Councilor Lemhouse noted the original RFP targeted anyone in need, not just the homeless and near homeless. Mayor Stromberg thought there were two basic groups, people on the streets with specific needs and non-homeless needing assistance. Councilor Rosenthal suggested asking service providers the cost of specific services instead. He was concerned the amount used reduced services elsewhere and thought the allocation should go through the budget process.
Councilor Voisin explained OHRA and the Homelessness Steering Committee estimated it would cost $50,000-$70,000 a year for five days a week, four hours a day with half the cost going towards rent. Councilor Lemhouse noted approximately 500 families in need accessed the food bank monthly with less than 8% of them homeless. A homeless center would not help the majority of people in need. Councilor Voisin responded St. Vincent De Paul already offered services for that group of people, using $80,000-$90,000 from the City.
Council needed time to identify a target audience, decide on an RFP versus a business plan model and potential funding. Council supported the Mayor meeting with Mr. Kanner and Councilor Marsh to distill the information discussed and come back to Council in a Study Session or regular meeting with ideas and options.
4. Review of Mayor and Council FY2013—2015 proposed budget
Management Analyst Ann Seltzer went through the proposed budget and provided additional detail on allocations. Under Materials and Services, 606 Other Purchased Services, $31,000 of the $43,000 covered dues that included the League of Oregon Cities (LOC), RVCOG (Rogue Valley Council of Governments), SOREDI (Southern Oregon Regional Economic Development Inc.), and National League of Cities. The remaining $12,000 went towards advertising meetings, personal vehicle mileage reimbursement, attendance, meals, and lodging at the LOC. If Council were interested in a certain group, staff would make it work within the $12,000.
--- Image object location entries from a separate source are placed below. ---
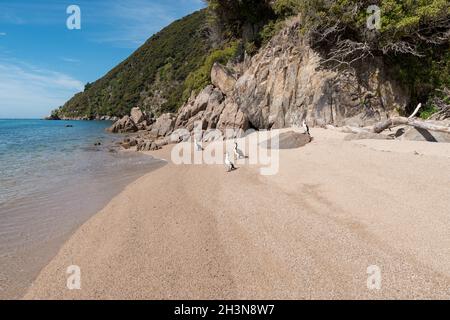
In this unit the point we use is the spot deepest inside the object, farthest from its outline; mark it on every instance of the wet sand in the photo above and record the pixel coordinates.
(310, 232)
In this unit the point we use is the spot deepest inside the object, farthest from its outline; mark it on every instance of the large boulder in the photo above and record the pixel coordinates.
(164, 125)
(205, 108)
(126, 124)
(222, 78)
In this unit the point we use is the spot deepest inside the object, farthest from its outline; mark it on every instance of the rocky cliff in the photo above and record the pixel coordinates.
(282, 85)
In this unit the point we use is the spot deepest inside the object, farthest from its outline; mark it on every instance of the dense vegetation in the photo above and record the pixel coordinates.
(413, 37)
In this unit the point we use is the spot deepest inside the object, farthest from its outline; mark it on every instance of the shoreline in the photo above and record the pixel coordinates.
(309, 232)
(48, 205)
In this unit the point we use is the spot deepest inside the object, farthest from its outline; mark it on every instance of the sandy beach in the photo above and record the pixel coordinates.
(310, 232)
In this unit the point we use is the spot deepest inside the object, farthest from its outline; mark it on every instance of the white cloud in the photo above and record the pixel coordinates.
(28, 91)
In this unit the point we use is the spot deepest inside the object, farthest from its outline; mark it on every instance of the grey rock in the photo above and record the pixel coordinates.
(164, 125)
(126, 124)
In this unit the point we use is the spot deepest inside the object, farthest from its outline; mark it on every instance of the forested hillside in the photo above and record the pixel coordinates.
(412, 38)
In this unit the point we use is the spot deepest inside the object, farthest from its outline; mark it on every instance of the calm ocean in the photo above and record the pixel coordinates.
(52, 179)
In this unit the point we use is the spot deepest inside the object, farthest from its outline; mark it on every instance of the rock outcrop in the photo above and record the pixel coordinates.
(223, 78)
(164, 125)
(282, 85)
(416, 134)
The Sister City fund allocation fell under 608 Commissions and covered airline fare for two high school students to travel to Guanajuato, a breakfast, or lunch for visitors from Guanajuato, and one person to fly to Guanajuato for their festivities.
Funds were available if the City lobbied for ecommerce at the State level. If Council went over budget, staff would do a budget transfer. Ms. Seltzer confirmed an aberration occurred in the 2012 608 Commission budget but could not recall the reason.
Section 520 Fringe Benefits budgeted benefit packages for all six Councilors and the Mayor. At the time staff set up the FTE (full time equivalent), they had not envisioned people not wanting benefits.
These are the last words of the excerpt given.